"And Couthin Mary thinks so; but I do not."

"And why?"

"Because he promised me a bow and arrowth and he knew thou wouldst not let me take a gift from a murderer."

The quick stab of the word was intolerable. Elinor thrust the child away from her side with a swift, tragic gesture; then, at sight of the angry flush in his cheeks and the grieved wonder in his eyes, she caught him to her heart again close, and bowed her head over his curls.

The only person who caught the meaning of the action was Peggy Neville, who sat in a corner a little back of the Governor's chair. Heart reads heart in crises like these, and sympathy is second sight. Her first feeling was a quick thrill and a desire to run across the room and kiss that cold proud face with the swollen eyelids. Then the blood of the Nevilles, proud every whit as that of the Calverts, surged angrily back to her heart. "She to dare to doubt him! Why, nobody thinks great things of me, but I would never desert any one that I cared even the least little bit about. I'd stick all the closer when people turned against him, and as for evidence, what is the use of being a woman if you are going to be influenced by such things as that!"

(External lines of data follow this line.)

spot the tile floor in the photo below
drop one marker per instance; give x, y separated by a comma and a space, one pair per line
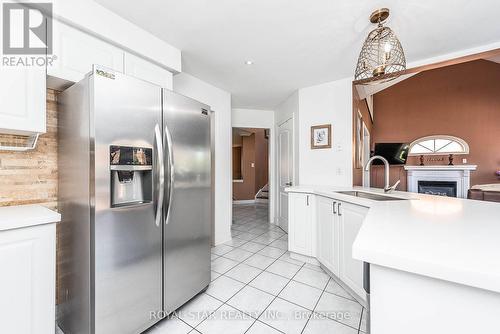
258, 289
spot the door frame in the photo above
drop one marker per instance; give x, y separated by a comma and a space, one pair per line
271, 164
293, 162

Oh, little Peggy! women do not own the only minds superior to evidence. From across the hall a young man is watching every expression of your face, feeling sure that your brother is innocent because you think him so—confident that Governor Brent is a cold, hard man, eager to believe evil of a friend, and vowing that as for him, Romney Huntoon, his sword, his honor, his life itself are at the service of Christopher Neville, with whom he has scarcely spoken, and of Christopher's sister Peggy whom he has known for a matter of ten days.

A silence deeper than before falls on the company as the tramp of feet is heard at the door and Neville enters between two guards. The Coroner's inquest is formed after the fashion of the day, Giles Brent as Chief-Justice and Chief Coroner of the province, under that charter which in Maryland invested the governor with the regia potestas, on the platform at the end of the hall.

Associated with him by courtesy is the lady of the manor, while on either side are ranged Councillors Neale and Cornwaleys. All face the central figure stretched rigid on the bier in the middle of the hall, and as the prisoner walks the length of the room that lies between him and the bier, all eyes are fixed upon him. To each person present his bearing denotes a different thing. It is not beauty alone that is in the eye of the gazer.

To Peggy Neville that bearing speaks lofty consciousness of innocence.

To Mary Brent it swaggers with the effrontery of brazen guilt.